Chip and cheerful
It's sometimes easy to forget Taiwanese chipmaker VIA, which more often than not finds itself overshadowed by giants like Intel and AMD. But VIA has been chipping away at new CPUs and chipsets. The latest chipset is a low-power design that's aimed at small-form-factor boxes.
The VN1000, which targets low-end desktops and all-in-one Windows 7 machines, is, VIA reckons, the most power-efficient DirectX 10.1 chipset available in the world, with support for Blu-ray playback and DDR3 memory to boot.
VIA says the chipset is made to accompany the firm's Nano 3000-series processors, and that it uses just 12 watts across both north and south bridges.

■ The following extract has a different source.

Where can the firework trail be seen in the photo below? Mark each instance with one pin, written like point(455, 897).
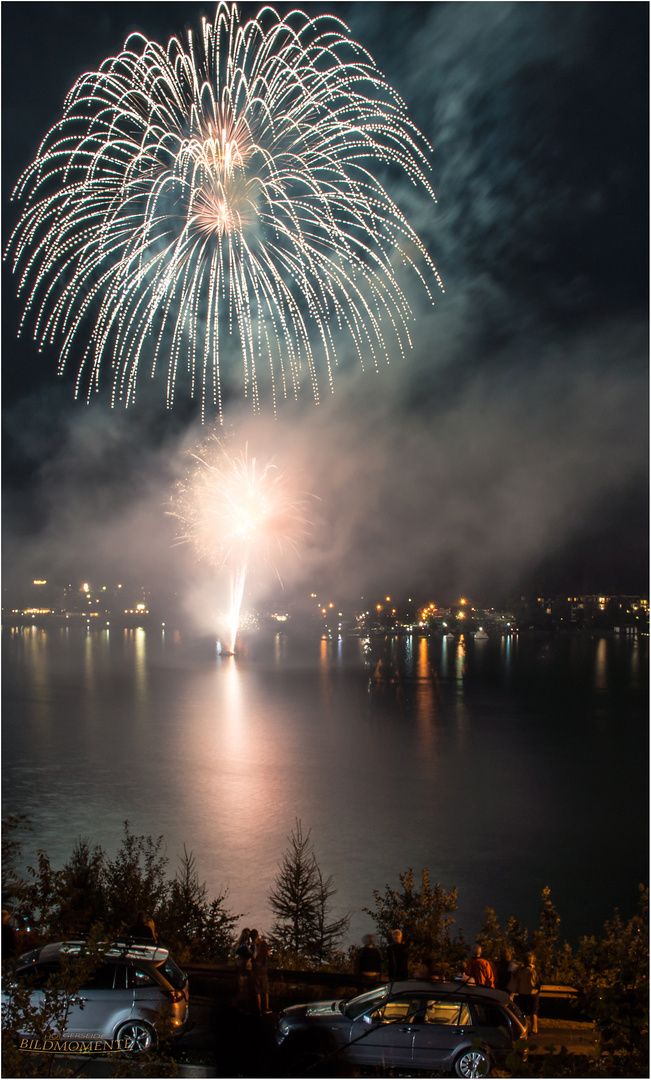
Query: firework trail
point(224, 186)
point(239, 515)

VIA's Chrome 520 IGP is the key to providing the DirectX 10.1 goodness, supposedly making the graphics look marginally better than on competing products of similar performance and price.
Boasting DDR3 RAM at frequencies of up to 1,066MHz and allowing for up to 16GB of RAM, VIA also says that users will get up to four SATA II ports, SD/MMS/MMC card-reader support and 12 USB 2.0 ports thrown into the mix.
If that isn't enough to sway you, the firm goes on to say that the VN1000 digital media chipset comes complete with ChromotionHD 2.0 video processor so punters can get some remarkably smooth Blu-ray playback and use their hardware acceleration for H.264, WM9 and VC1 codecs over DisplayPort and HDMI.
Which is not bad, of course, but it's also not a game-changer as VIA is strictly playing for small chips in the sub $50 end of the market.
Of course, some of AMD's lower end offerings also have DirectX 10.1 support, so VIA could potentially shake things up a wee bit there, especially if users are looking for a cheap, power-efficient, all-in-one bundle.